Países da África Subsaariana ainda sentem reflexos da crise financeira de 2008

Eduardo Castro
Correspondente da EBC para a África
Em Maputo (Moçambique)

A crise econômica internacional agravou a já difícil situação da economia dos países da África, abalada em 2007 e 2008 pela subida dos preços dos produtos alimentícios e pela crise energética.

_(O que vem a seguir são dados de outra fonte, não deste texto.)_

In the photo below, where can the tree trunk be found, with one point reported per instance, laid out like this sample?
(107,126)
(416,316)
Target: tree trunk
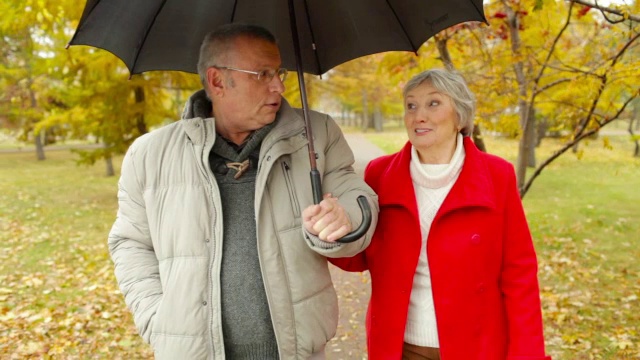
(636,150)
(526,146)
(140,124)
(365,111)
(541,131)
(377,119)
(39,137)
(39,146)
(445,57)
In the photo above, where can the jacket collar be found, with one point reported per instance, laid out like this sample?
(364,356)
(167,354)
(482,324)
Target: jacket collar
(200,126)
(473,187)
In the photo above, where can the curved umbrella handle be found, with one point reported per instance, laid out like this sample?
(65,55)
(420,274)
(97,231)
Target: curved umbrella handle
(364,225)
(316,187)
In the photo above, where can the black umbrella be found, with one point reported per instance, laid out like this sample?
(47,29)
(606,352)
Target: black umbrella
(313,36)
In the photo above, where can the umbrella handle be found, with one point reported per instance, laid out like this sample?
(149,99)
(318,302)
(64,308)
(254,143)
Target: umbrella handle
(362,201)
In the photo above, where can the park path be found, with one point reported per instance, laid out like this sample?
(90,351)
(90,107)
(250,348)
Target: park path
(353,288)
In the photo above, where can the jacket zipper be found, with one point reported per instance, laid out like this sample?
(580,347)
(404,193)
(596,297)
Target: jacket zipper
(213,242)
(293,199)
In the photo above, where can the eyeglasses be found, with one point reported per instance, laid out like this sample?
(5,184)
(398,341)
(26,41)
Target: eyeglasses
(264,75)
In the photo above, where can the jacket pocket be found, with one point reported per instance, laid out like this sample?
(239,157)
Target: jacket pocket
(293,199)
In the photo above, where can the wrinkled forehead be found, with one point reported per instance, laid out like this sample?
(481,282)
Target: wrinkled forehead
(254,51)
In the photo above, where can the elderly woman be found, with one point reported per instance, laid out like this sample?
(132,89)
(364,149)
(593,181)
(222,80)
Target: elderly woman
(452,263)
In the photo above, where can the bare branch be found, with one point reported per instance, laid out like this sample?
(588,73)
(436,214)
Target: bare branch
(604,9)
(550,85)
(570,144)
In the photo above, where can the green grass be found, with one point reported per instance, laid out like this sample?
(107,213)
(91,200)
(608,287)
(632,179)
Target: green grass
(59,298)
(584,214)
(58,294)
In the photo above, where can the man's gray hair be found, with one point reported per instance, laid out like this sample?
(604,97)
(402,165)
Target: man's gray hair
(218,43)
(453,85)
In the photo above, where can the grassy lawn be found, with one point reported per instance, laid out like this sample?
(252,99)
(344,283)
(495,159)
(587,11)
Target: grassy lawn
(59,299)
(58,296)
(585,217)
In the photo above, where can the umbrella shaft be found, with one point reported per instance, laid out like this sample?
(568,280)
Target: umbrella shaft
(315,175)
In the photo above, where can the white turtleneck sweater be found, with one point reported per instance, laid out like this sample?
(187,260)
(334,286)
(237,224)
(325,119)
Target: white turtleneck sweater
(431,183)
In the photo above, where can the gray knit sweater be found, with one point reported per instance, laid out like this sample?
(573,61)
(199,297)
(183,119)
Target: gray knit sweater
(246,321)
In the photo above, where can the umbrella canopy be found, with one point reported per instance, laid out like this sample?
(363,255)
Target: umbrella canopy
(166,34)
(313,37)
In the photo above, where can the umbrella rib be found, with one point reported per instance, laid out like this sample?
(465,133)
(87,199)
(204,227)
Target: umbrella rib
(313,39)
(415,49)
(480,11)
(86,13)
(146,34)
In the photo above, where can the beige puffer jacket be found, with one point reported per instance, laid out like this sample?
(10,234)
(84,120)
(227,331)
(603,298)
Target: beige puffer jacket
(166,240)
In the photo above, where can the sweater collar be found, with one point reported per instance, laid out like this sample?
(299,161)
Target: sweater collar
(200,126)
(472,188)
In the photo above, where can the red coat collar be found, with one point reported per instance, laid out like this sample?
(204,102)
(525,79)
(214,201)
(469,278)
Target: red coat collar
(473,188)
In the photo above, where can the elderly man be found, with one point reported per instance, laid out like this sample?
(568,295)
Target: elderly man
(218,248)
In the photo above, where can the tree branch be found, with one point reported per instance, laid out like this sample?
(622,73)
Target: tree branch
(608,10)
(570,144)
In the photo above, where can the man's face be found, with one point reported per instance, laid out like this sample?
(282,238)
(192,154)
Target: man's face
(245,103)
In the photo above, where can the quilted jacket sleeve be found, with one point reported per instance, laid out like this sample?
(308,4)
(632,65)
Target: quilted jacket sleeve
(339,179)
(131,249)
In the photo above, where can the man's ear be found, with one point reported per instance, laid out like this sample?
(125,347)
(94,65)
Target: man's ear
(215,82)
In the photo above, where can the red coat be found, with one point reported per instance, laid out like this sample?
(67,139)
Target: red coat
(481,259)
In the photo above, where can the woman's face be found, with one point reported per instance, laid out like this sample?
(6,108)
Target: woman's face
(432,124)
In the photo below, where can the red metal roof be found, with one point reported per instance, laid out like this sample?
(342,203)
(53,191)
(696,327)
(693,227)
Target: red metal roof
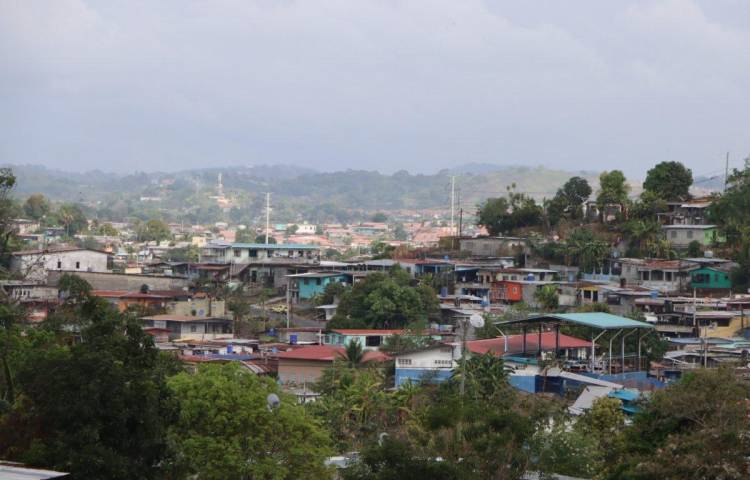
(368,331)
(515,343)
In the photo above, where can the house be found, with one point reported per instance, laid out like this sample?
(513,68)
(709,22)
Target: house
(192,327)
(37,299)
(680,236)
(305,286)
(492,246)
(431,364)
(370,339)
(304,365)
(436,362)
(219,252)
(655,274)
(711,279)
(694,212)
(370,229)
(34,264)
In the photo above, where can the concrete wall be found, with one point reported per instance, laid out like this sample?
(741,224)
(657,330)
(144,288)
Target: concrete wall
(36,266)
(120,281)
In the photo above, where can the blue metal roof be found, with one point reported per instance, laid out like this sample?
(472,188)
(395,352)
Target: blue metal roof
(602,321)
(276,246)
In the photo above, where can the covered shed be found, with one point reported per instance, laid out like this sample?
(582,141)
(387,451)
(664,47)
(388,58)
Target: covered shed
(616,328)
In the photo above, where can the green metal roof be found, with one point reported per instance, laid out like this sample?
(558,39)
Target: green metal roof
(602,321)
(276,246)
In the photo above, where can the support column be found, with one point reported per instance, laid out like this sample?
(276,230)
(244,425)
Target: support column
(539,341)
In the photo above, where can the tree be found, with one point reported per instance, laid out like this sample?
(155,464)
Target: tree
(547,297)
(354,353)
(154,230)
(694,249)
(501,215)
(97,408)
(584,249)
(226,430)
(613,190)
(693,429)
(670,181)
(379,217)
(394,459)
(568,201)
(384,301)
(72,218)
(36,206)
(7,214)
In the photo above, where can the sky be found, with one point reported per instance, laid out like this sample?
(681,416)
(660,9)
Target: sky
(381,85)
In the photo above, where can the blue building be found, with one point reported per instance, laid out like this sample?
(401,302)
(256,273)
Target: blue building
(304,286)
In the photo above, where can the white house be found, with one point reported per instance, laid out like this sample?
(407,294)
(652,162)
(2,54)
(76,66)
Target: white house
(34,264)
(433,363)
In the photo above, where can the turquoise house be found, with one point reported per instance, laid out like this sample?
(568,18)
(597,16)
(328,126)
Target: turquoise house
(304,286)
(710,278)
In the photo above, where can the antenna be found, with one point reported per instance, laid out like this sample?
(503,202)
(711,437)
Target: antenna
(268,214)
(453,196)
(726,172)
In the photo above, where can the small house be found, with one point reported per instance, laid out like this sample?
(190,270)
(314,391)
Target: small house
(681,236)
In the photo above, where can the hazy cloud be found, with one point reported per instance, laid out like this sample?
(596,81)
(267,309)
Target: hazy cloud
(386,84)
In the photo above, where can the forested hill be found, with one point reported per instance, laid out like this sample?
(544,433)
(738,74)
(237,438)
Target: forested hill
(351,188)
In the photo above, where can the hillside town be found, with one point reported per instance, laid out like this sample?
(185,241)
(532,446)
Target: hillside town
(594,301)
(374,240)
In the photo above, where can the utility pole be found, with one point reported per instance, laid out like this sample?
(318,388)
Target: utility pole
(726,172)
(453,196)
(268,214)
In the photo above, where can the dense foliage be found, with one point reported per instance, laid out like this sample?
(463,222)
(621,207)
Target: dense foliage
(384,300)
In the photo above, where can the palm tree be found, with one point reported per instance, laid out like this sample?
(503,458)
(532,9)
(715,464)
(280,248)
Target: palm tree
(354,353)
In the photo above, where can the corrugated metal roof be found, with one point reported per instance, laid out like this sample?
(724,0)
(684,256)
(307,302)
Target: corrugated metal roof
(602,321)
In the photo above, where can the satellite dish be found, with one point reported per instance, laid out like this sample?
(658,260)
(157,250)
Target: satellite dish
(273,401)
(476,321)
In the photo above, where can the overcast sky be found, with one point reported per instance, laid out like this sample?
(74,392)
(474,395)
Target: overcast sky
(376,84)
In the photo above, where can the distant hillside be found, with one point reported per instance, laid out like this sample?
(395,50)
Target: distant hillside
(296,191)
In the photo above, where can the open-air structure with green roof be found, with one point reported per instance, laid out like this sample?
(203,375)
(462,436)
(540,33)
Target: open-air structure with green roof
(594,325)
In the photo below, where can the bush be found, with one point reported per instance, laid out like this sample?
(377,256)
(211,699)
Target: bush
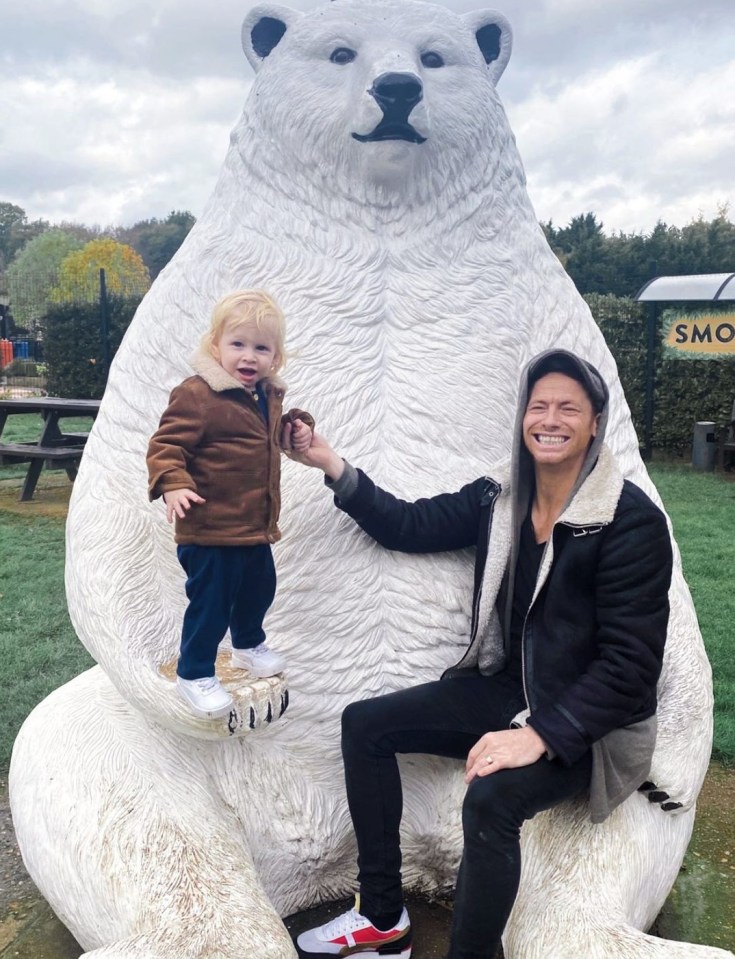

Além disso, a África depende fortemente de ajuda e doações internacionais.

Os efeitos foram particularmente fortes nos países da chamada África Subsaariana que formam a Comunidade para o Desenvolvimento da África Austral, a SADC (sigla em inglês para Southern Africa Development Coordination Conference), que inclui a maior economia do continente – a África do Sul –, além de diversos países (Angola, Botsuana, República Democrática do Congo, Lesoto, Madagascar, Malawi, Maurício, Moçambique, Namíbia, Suazilândia, Tanzânia, Zâmbia e Zimbábue).

Os países do grupo têm uma população somada de cerca de 210 milhões de pessoas. Mais da metade dela não tem acesso a água potável e infraestruturas sanitárias. O Produto Interno Bruto (PIB) do bloco é de aproximadamente US$ 700 bilhões. Significativo para a região, especialmente levando-se em conta as economias dos países vizinhos. Mas equivale à metade do PIB do estado norte-americano da Califórnia. E é exatamente o valor que foi destinado, em 2008, pelo então presidente George W. Bush para salvar as instituições financeiras dos Estados Unidos, quebradas devido à especulação financeira.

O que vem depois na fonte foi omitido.